MCGIVNEY took him to Guffey's office, and Guffey wasted no time upon preliminaries, but turned to his desk, and took out a long typewritten document, a complete account of what the prosecution meant to prove against the seventeen I. W. Ws. First, Peter told what he himself had seen and heard - not very much, but a beginning, a hook to hang his story upon. The I. W. W. hall was the meeting place for the casual and homeless labor of the country, the "bindle-stiffs" who took the hardest of the world's hard knocks, and sometimes returned them. There was no kind of injustice these fellows hadn't experienced, and now and then they had given blow for blow. Also there were loose talkers among them, who worked off their feelings by threats of vengeance upon their enemies. Now and then a real criminal came along, and now and then a paid inciter, a Peter Gudge or a Joe Angell. Peter told the worst that he had heard, and all he knew about the arrested men, and Guffey wrote it all down, and then proceeded to build upon it. This fellow Alf Guinness had had a row with a farmer in Wheatland County; there had been a barn burned nearby, and Guffey would furnish an automobile and a couple of detectives to travel with Peter, and they would visit the scene of that fire and the nearby village, and familiarize themselves with the locality, and Peter would testify how he had been with Guinness when he and a half dozen of the defendants had set fire to that barn.

     Peter hadn't intended anything quite so serious as that, but Guffey was so business-like, and took it all so much as a matter of course, that Peter was afraid to show the white feather. After all, this was war-time; hundreds of men were giving up their lives every day in the Argonne, and why shouldn't Peter take a little risk in order to put out of business his country's most dangerous enemies?

     So Peter and his two detectives blew themselves to a joy ride in the country.

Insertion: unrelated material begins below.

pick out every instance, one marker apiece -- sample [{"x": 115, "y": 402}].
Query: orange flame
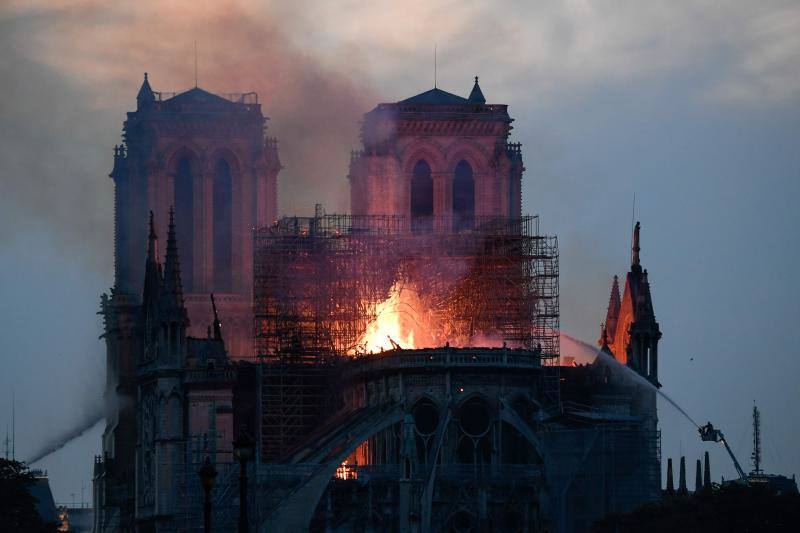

And then Peter was brought back and made comfortable in a room on the twelfth floor of the Hotel de Soto, where he diligently studied the typewritten documents which McGivney brought him, and thoroughly learned the story he was to tell. There was always one of Guffey's men walking up and down in the hallway outside with a gun on his hip, and they brought Peter three meals a day, not forgetting a bottle of beer and a package of cigarettes. Twice a day Peter read in the newspapers about the heroic deeds of our boys over there, and also about the latest bomb plots which had been discovered all over the country, and about various trials under the espionage act.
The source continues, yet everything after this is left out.